The Spirit in the Bottle

旧「小覇王の徒然はてな別館」です。movie,comics & more…!!!

崖っぷちだよ人生は! 崖っぷちの男

 念願の「ダークナイト ライジング」まで後もうちょっとだぜ!ハッキリ言って他の映画観る気がしないぜ!とか言ってる間に7月も半ばになって、とりあえず軽めの映画を何か観ようと思って選んだのが「崖っぷちの男」。まあ人生常に崖っぷちみたいもんだしね。サム・ワーシントンが出てるという以外ほとんど前情報なし。

物語


 J・ウォーカーと名乗る男がニューヨークのルーズヴェルトホテルの見晴らしのいい部屋をとった。部屋に案内された男は念入りに指紋を消し、「無実を証明するために飛び降りる」と書いて窓の外に出る。やがて人々が気づき騒然、やってきた警察に男は「30分以内にリディア・マーサー刑事を連れてこい」と告げる。やってきたマーサー刑事は少し前に自殺の説得に失敗して警官を見殺しにしてしまったばかりだった。やってきたマーサー刑事の説得が始まる。その頃別の場所ではある計画が進行していた。果たして男の真の目的は何なのか?
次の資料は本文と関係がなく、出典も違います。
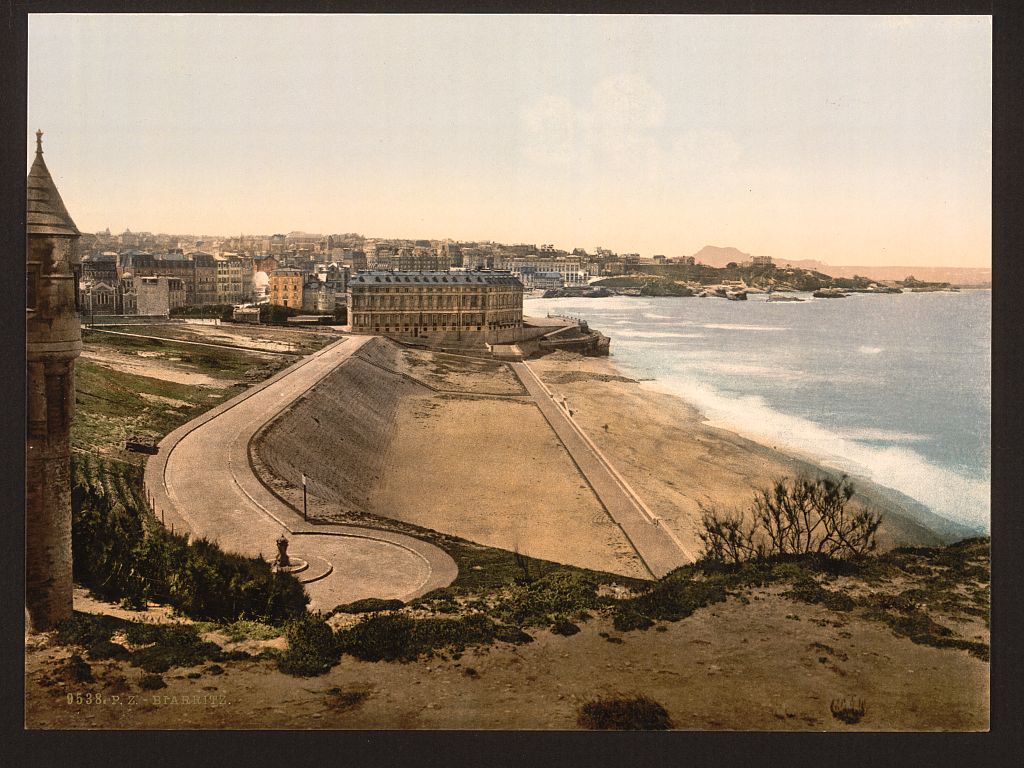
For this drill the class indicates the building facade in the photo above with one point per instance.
(286, 288)
(235, 279)
(423, 303)
(53, 342)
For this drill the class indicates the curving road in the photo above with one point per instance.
(202, 483)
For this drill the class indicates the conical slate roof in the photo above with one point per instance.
(45, 213)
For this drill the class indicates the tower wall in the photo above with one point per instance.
(53, 342)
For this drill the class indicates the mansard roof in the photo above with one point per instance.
(45, 212)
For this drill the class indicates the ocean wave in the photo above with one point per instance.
(658, 335)
(740, 327)
(955, 497)
(882, 435)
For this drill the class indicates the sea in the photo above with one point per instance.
(894, 387)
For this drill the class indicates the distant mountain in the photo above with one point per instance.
(719, 257)
(953, 274)
(716, 256)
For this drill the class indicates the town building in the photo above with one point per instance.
(569, 267)
(286, 288)
(425, 304)
(158, 296)
(235, 279)
(100, 266)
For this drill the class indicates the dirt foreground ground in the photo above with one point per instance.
(758, 660)
(768, 664)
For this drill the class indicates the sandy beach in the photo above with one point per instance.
(455, 444)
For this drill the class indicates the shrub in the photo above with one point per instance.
(312, 647)
(152, 682)
(848, 712)
(800, 516)
(400, 638)
(622, 713)
(561, 592)
(121, 553)
(76, 670)
(562, 626)
(627, 620)
(807, 590)
(340, 699)
(369, 605)
(676, 596)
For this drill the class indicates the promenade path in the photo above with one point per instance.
(202, 483)
(656, 546)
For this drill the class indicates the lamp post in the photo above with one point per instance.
(304, 513)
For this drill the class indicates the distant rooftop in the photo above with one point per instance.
(503, 279)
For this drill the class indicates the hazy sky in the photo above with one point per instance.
(854, 140)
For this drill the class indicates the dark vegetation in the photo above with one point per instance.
(221, 311)
(275, 314)
(794, 517)
(624, 713)
(154, 647)
(848, 712)
(122, 553)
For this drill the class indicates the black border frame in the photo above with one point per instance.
(1003, 745)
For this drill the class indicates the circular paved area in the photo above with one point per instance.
(202, 483)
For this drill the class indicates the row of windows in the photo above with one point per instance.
(415, 329)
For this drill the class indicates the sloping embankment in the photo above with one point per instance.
(339, 432)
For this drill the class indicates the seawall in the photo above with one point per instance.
(338, 433)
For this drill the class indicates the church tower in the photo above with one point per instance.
(53, 341)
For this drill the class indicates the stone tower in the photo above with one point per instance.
(53, 341)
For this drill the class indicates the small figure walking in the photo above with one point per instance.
(282, 561)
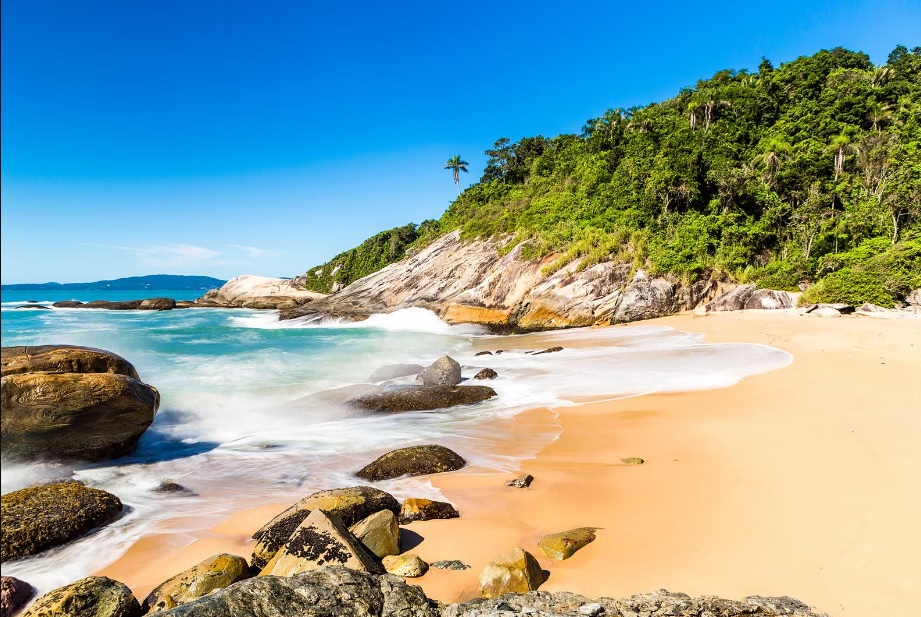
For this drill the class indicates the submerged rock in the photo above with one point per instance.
(94, 596)
(422, 398)
(350, 504)
(211, 574)
(419, 509)
(42, 517)
(412, 461)
(321, 539)
(445, 371)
 なかなかの快作でした。サム・ワーシントン演じる自殺志願(?)の男をめぐって警察やNY市民が翻弄される中、実は本当の目的は別にあって・・という話。サム・ワーシントンはその長い時間、ホテルの窓の縁のみに居場所を置いて物語は進行するけれど舞台向きのワンシチュエーション作品というのとも少し違う。映画ならでは展開だとも思う。始まって早々、男の目的が自殺ではない、ということが分かるのだが、最後の最後に実はかなり始めの方から観客も騙されていたことを知り、心地良い。
 原題は「Man on a Ledge」。翻訳かけたら「棚の上の男」と出た。古いホテルの窓の縁のことを「Ledge」と呼ぶのかな。実際は崖でも何でもないが人生行き詰まったことを表現する「崖っぷち」とかければ邦題はなかなかうまいと思う。これ、なんでも最初の脚本は10年以上前に書かれたものでシチュエーションを限定したサスペンスとしては「フォーンブース」や「セルラー」などと共通する要素があるが物語的に10年経って不況を経験したことで深みが出たと思う。実際劇中で「リーマンショック以来」という言葉が出てきたりする。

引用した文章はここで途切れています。